A shot of the chaos of bottle nook. I accumulate faster than I can thin herd.  The seven qt milks i bought yesterday didn't help. especially when I don't collect milks.


----------



## LtlBtl (Jul 4, 2011)

forgot pic inprevoius


----------



## surfaceone (Jul 4, 2011)

> ORIGINAL:  LtlBtl
> 
> Some of myÂ Pittsburgh sodas and beers. 75% I've dug in past 8 months.


 
 Hey LtlBtl,

 Please do show and tell us more about these guys. Who's that blue guy fourth from the right, bottom row?

 Apparently, Pittsburgh's not dug to death...


----------



## epackage (Jul 5, 2011)

I don't collect milks either, you can tell by the 25 or so I have[8D]...Nice group of bottles, love your locals...[]


----------



## LtlBtl (Jul 5, 2011)

Golden Wedding stuff. Box is for Bottled in Bond 1911 date.


----------



## LtlBtl (Jul 5, 2011)

western PA/Pittsburgh labeled whiskeys. except the Guardian


----------



## LtlBtl (Jul 5, 2011)

embossed Pittsburgh/Allegheny Whiskies

 in response to surfaceone, it is a  T. Murray Pittsburgh soda


----------



## LC (Jul 5, 2011)

Thanks for the show . What a luxury to have all that room for displaying ones collectables . Would love to be able to get all my plunder out for show like that  . For me a typical misfortune of living in a small house ........


----------



## LtlBtl (Jul 5, 2011)

There is never enough space.
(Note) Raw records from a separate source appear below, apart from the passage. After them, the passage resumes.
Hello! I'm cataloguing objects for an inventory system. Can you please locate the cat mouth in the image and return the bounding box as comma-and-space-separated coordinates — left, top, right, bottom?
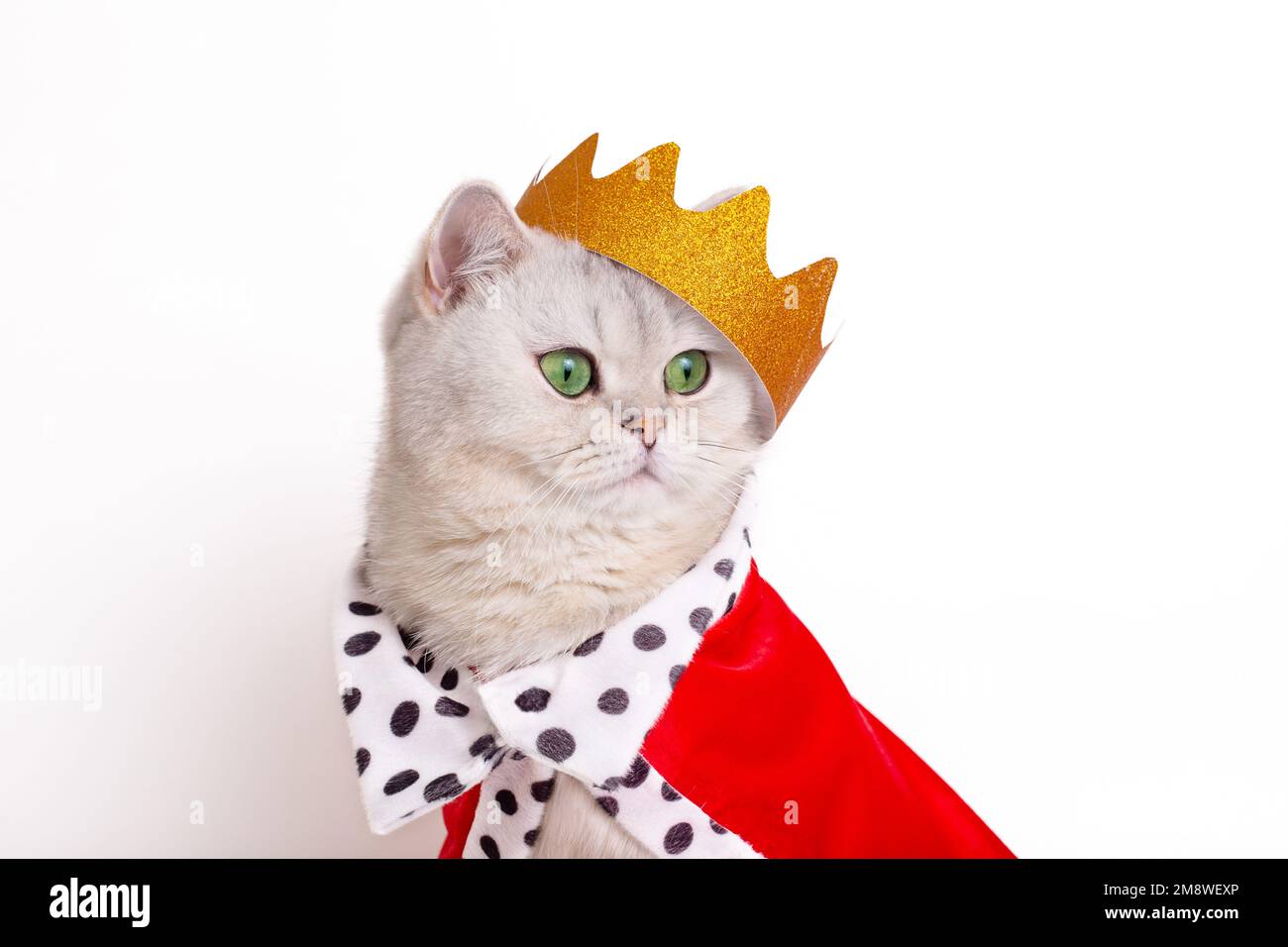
618, 459, 662, 487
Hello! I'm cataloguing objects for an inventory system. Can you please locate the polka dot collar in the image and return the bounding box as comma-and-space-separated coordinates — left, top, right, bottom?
335, 487, 757, 858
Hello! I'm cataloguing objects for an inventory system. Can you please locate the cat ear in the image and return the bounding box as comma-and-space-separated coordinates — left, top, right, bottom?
690, 187, 751, 210
424, 181, 527, 312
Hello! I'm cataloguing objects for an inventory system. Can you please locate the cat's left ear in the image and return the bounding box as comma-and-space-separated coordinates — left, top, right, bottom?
424, 180, 527, 313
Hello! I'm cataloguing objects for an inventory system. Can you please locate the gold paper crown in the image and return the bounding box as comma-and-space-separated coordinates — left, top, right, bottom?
515, 136, 836, 423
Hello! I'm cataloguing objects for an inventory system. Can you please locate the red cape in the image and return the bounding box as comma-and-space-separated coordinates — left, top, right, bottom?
439, 565, 1014, 858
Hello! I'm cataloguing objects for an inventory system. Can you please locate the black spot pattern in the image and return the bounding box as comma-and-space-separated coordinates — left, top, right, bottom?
597, 686, 631, 714
496, 789, 519, 815
385, 770, 420, 796
340, 686, 362, 714
389, 701, 420, 737
514, 686, 550, 714
662, 822, 693, 856
434, 697, 471, 716
690, 605, 715, 635
622, 756, 652, 789
632, 625, 666, 651
425, 773, 465, 802
537, 727, 577, 763
344, 631, 380, 657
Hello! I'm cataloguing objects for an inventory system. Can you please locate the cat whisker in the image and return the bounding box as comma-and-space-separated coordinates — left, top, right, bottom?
690, 441, 755, 454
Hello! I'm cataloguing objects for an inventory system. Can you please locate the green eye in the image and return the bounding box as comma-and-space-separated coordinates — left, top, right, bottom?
541, 349, 591, 398
664, 349, 707, 394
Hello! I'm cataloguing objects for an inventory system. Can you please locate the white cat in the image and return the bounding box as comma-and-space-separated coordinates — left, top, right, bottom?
366, 181, 773, 857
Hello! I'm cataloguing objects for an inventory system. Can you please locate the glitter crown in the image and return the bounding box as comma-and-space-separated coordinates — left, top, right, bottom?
515, 136, 836, 424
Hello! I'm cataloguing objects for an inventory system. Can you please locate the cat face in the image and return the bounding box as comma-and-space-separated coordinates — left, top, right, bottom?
376, 185, 772, 514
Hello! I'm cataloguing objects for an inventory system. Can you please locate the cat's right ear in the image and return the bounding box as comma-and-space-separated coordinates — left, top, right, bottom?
422, 181, 527, 313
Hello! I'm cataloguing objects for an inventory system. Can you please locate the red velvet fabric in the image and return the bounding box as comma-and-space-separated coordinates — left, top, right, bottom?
439, 563, 1014, 858
438, 784, 483, 858
644, 565, 1014, 858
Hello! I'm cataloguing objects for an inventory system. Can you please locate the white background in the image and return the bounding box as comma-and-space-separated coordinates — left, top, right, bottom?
0, 3, 1288, 856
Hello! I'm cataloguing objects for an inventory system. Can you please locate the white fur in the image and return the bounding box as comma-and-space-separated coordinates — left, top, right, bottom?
366, 183, 772, 857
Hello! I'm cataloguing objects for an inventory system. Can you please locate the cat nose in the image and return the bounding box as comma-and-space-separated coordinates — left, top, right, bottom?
622, 407, 657, 450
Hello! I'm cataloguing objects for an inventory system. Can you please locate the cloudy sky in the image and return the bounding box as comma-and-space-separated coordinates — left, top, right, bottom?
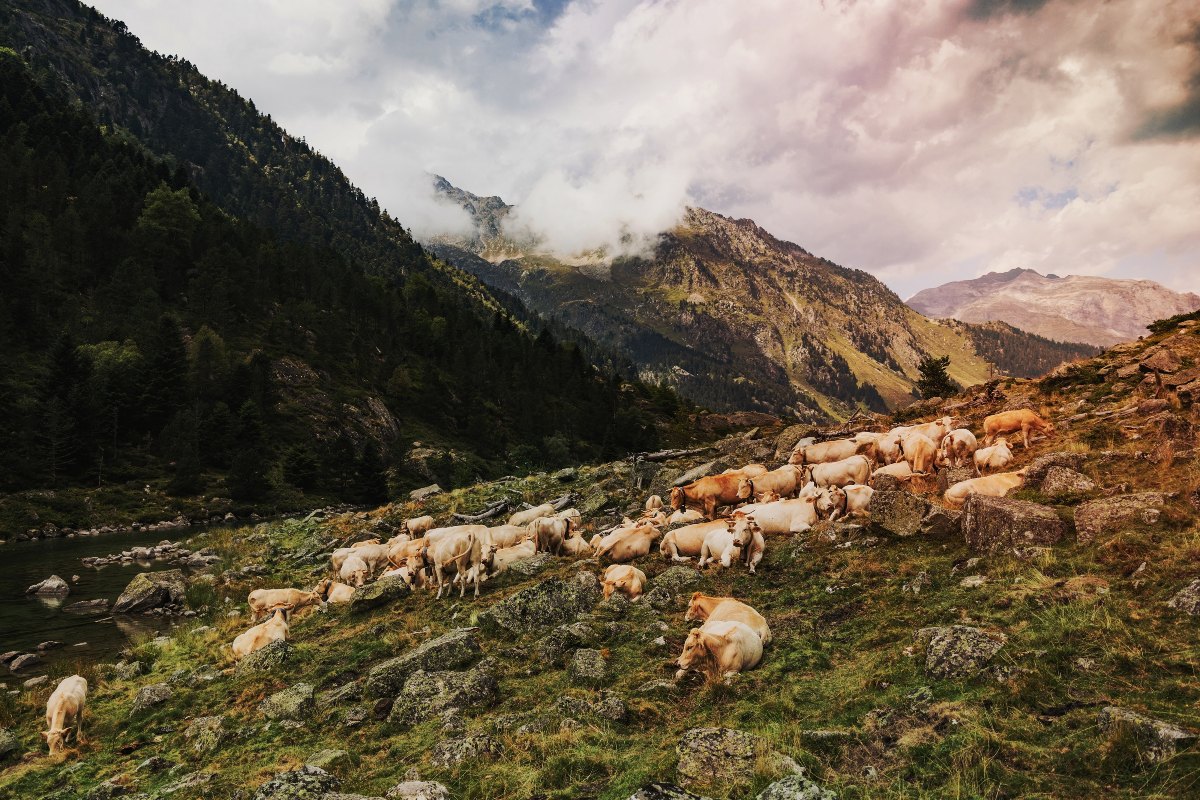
96, 0, 1200, 296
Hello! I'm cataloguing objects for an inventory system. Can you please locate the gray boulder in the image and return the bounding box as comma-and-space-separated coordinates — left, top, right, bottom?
388, 664, 498, 726
1166, 578, 1200, 616
350, 576, 413, 613
479, 572, 601, 634
130, 684, 175, 717
113, 570, 187, 614
235, 639, 295, 674
1075, 492, 1163, 542
1098, 705, 1196, 764
253, 766, 341, 800
25, 575, 71, 597
914, 625, 1007, 680
868, 489, 930, 536
366, 627, 484, 697
258, 682, 317, 722
1042, 467, 1096, 498
962, 494, 1067, 553
755, 772, 838, 800
566, 648, 608, 686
I collect the way gases behave- I expand to fill whatever space is able to be occupied. the "bookshelves" are 6ft long "L" 10 ft high. There are 10  shelves. I had a bunch of fish tanks laying around so instead of selling them for a couple bucks each, i figured they made better displays. And bottles have proven much easier to take care than the fish i used to keep. They have definiitely multiplied faster than anything aquatic i ever bred.


----------



## surfaceone (Jul 5, 2011)

> in response to surfaceone, it is aÂ  T.Â Murray Pittsburgh soda


 
 Hey LtlBtl,

 Thanks. Is there a glass house mark? Do you have a feel for what percentage of your Pittsburgh bottles were made locally?


----------



## LtlBtl (Jul 5, 2011)

Big M on base.

 % local glass house  >90%

 The guy I dig with has been doing it for 25 years+ so I get clued in on history, what is "good" and why. it is always just a question of retention on my part. Haven't been digging much in past few months. trying to sort, sell, and deal with the nearly 4,000 minis since april.
 I REALLY can't believe my wife hasn't left me...


----------



## LtlBtl (Jul 5, 2011)

Hostetter's
 middle is a mcCully.
 I pretty much just dig in my greater neighborhood. i live <a mile from Eberhardt & Ober, Heinz. Allegheny City area. I could spend years not venturing out of the old boundries. Since I am the only one of the people I dig w/ who lives in Allegheny, most of the digs i am included on. With other interests, responsibilities, it isn't as much as it could be. 
 But only a year into bottle collecting, I have waaayyyy more than enough to any rational person.


----------



## surfaceone (Jul 5, 2011)

> Big M on base.


 
 Hey LtlBtl,

 Is it a "Big M" like this?  
	

	
	
		
		

		
		
	


	




 I've gotta hunch it's a big "W," a la _It's a Mad Mad World_





 "W......................most likely either Wormser Glass Company (1875-c.1927) or Thos. Wightman & Company (c.1874-1895+), both of Pittsburgh, Pennsylvania." From.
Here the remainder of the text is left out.